泡を喰う美晴が、ぶんぶん顔を振って否定を表すのだが。


「じゃぁ?どうしてシキ君は美晴と同じ日を選んで申請したのよ?」


「ど、ど、ど、どうしてって、それは・・・」


煮え切らない娘の態度に、業を煮やしたルマが立ち上がって。


「フ・・・神妙に吐くのなら悪いようにはしないわ。

 飽くまでも白を切る気なら・・・シフトを変えてあげる・・・」


鬼のような一言で、自白を迫る。


「そ?!そんなッ!

 ルマお母さんッ?!」


ビクンっと、脅える美晴。


「ほ~らぁ~。白状せんかいッ!」


「あうぅ~・・・言うから。シフトを変えるのだけは許してよぉ」


言い逃れ出来なくされて、とうとう白状する気になった?


「実はね。

 来週には誕生日が来るでしょ、あたしの」


「そうねぇ、11月の24日は美晴が17になる誕生日バースディよね。

 それが、どうかしたというの?」


挿絵(By みてみん)


もじもじと俯き加減で暴露し始めた美晴の横に座り、ルマがやんわりと訊き直す。


「その・・・シキ君がね。

 誕生日祝いを買いに連れてってくれるって言うから・・・」


「まぁ!プレゼントを直接買いに?」


小声で答える美晴とは対照的に、ルマは大袈裟にも思える程の声で。


「サプライズも良いけど、欲しい物を選べるってのは最高じゃないの!」


美晴がもじもじしているのを吹き飛ばそうとする。


「そ、そうなんだけど。

 あたし・・・余計なことを言っちゃたんだよぉ」


でも、顔を手で隠して美晴は落ち込んだ。


「むぅ?余計なこととは?」


「うん・・・それがね」


覗き込む様にルマが質すと、指の隙間から瞳だけを覗かせて。


「笑わないでよ・・・」


少しだけ声を改める美晴むすめを、優しい面持ちで見詰めるルマ。


フェアリア人である茶髪で白い肌のルマが、美晴の碧い瞳の中に写り込んでいた。





~~美晴の回想~~


帰宅を促す音楽が流れる中。

用務員室で普段より幾分かは朗らかな二人が居た。


「と、言う訳。

 あのミミっていう一年生が魔法少女なのは間違いないよ」


「なるほどね。美晴にしたら傍迷惑な娘には違いないね」


シキが用務員室へ美晴を呼ぶ時は、大抵が闇祓いに因る穢れを取り除くだけだったが。

今日に限っては、他に用があるようだった。


「で?あたしを呼んだのはミミちゃんを調べる為だけ?」


「あ、いや。
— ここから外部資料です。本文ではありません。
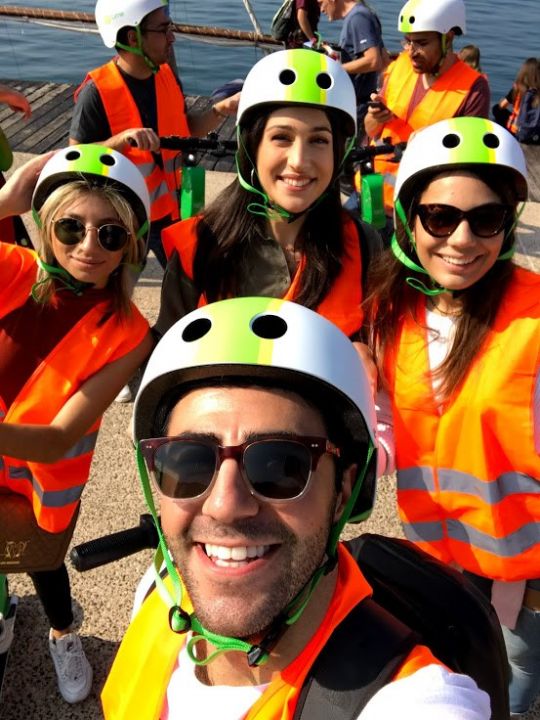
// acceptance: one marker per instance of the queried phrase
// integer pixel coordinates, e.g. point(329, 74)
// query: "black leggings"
point(52, 588)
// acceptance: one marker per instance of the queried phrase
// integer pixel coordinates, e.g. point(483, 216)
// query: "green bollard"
point(372, 200)
point(192, 191)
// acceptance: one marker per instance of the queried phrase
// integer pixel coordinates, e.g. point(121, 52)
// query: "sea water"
point(507, 33)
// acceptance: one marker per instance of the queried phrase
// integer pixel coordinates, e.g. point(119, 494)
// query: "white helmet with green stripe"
point(462, 142)
point(101, 166)
point(273, 342)
point(276, 344)
point(113, 15)
point(303, 77)
point(432, 16)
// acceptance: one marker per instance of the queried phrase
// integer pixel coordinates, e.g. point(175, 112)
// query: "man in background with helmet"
point(261, 447)
point(362, 49)
point(427, 82)
point(128, 102)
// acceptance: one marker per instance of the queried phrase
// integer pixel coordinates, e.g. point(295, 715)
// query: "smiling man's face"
point(242, 558)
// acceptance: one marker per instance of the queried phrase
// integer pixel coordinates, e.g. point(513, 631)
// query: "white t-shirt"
point(432, 693)
point(441, 331)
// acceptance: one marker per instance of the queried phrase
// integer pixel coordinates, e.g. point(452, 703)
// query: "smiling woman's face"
point(87, 261)
point(458, 261)
point(295, 158)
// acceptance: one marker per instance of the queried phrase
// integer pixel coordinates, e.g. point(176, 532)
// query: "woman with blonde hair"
point(70, 338)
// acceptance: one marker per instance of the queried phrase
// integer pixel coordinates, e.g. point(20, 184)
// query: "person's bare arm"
point(371, 61)
point(305, 26)
point(16, 100)
point(377, 117)
point(16, 194)
point(49, 443)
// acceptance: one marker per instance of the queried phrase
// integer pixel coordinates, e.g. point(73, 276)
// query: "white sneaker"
point(124, 395)
point(73, 670)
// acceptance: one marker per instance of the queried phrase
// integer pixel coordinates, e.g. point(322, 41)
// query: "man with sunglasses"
point(255, 426)
point(427, 83)
point(133, 99)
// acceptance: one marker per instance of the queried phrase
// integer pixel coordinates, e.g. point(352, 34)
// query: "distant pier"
point(52, 108)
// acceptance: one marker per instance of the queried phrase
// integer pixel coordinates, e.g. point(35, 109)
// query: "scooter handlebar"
point(109, 548)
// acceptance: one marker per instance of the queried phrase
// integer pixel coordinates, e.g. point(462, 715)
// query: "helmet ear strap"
point(138, 50)
point(413, 282)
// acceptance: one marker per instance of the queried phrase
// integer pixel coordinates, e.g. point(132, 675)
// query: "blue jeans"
point(523, 648)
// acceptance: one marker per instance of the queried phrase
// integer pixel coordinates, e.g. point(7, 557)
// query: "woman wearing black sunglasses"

そうじゃないんだよ」


でも、いつもとはシキの態度が違うのが分って。


「それじゃぁ・・・血が欲しいの?」


「・・・闇祓いなんてしてないだろ」


闇の穢れを中和できる吸血行為は、美晴の聖なる異能を必要とする時だけ。


「だったら・・・えっと?」


呼ばれた訳が分からず、美晴が小首を傾げると。


「あ、あのさ。

 もうじき美晴の誕生日じゃないか?」


「そう・・・だけど?」


ここまでシキに言われても、鈍感娘の美晴にはさっぱりなようで。


「24日だけど。それが?」


「当日は美晴だって当直だったろ。魔法少女隊の」


誕生日は夜間の警備をこなさなくてはならない当直番。

折角の誕生日だが、魔法少女隊に出勤しなければならなくなっていた。


「まぁね。

 蒼ニャンからも誕生日は警戒しておきなさいって言われてるから」


応えた美晴の言ったのは本当。

心配してくれたデサイアの忠告を無碍には出来ないと考えているのも。


「いや、だからさ美晴。

 誕生日のお祝いを・・・先倒しでやらないかって・・・話だよ」


「誕生日の前倒し?」


予期していなかった美晴へ、シキが申し入れるのは。


「そう。美晴に誕生日のお祝いをあげたいって。

 折角だから、俺も休暇を申請する事にしたんだ。

 今度の非番の日に、誕生日プレゼントを買いに行くってのは?」


「え・・・え?えええええぇッ?」


申し入れられた美晴は、指先を自分とシキとを交互に指して。


「プ、プレゼントぉ~?!」


驚きのあまり、叫んでしまった。


「そう!美晴の欲しい物を。

 その場で選んで貰いたいって・・・思うんだけど?」


「ほ、欲しい物ぉ~ッ?!」


素っ頓狂な声で応じる美晴に、シキが苦笑いを浮かべると。


「ねぇ、美晴は何が欲しいんだい?」


「え?え?えっと・・・・」


そう訊かれたって、直ぐに答えれる筈も無くて。


「欲しいって言われても、あまり高価なのは手が出ないかもしれないけどね」


「え?えっと・・・うん」


プレゼントを貰えると聞いただけで、舞い上がっている美晴。

対してシキは真摯な瞳で答えを求めて来る。


「答えなきゃ・・・答えないと」


頭の中が真っ白になりそうだが、何とかして応えようと努めた挙句。


ー そうだ!いつでもシキ君を感じていられる物が善い!


傍に居られなくても、それさえあれば繋がっていられると思える物。

あまり高価な物でなくて良いから・・・心が通える物が欲しいと考えた。


頭の中では結論が出たが、頭の回らない状況で答えてしまう・・・残念な美晴


「あたし・・・肌に感じられる物が良い。

 素肌で感じれる物が・・・欲しいかな」


緊張のあまり、意味深な言葉になってしまった。


「素肌で?」


案の定、シキには巧く伝わらなかったようで。


「あ、えっと・・・そう」


「そうなんだね美晴?よし・・・分ったよ」


なにがどう判ったのか、シキは断じてから。


「じゃぁ、非番の日に。

 ショッピングモールの前で、16時に・・・ね」


話は終わったとばかりにミハルの肩へ手を載せて。


「ルマ司令には夕飯はいらないからって伝えておいてよ」


プレゼントを買いに行くだけではなく、夕飯迄も共にするのだと聞かされてしまい。


「楽しみにしておいて・・・美晴」


期待してくれと念を押してから、シキは用務員室を後にした。



「ショッピングモールの前・・・16時・・・」


待ち合わせの約束を、何度も反芻して。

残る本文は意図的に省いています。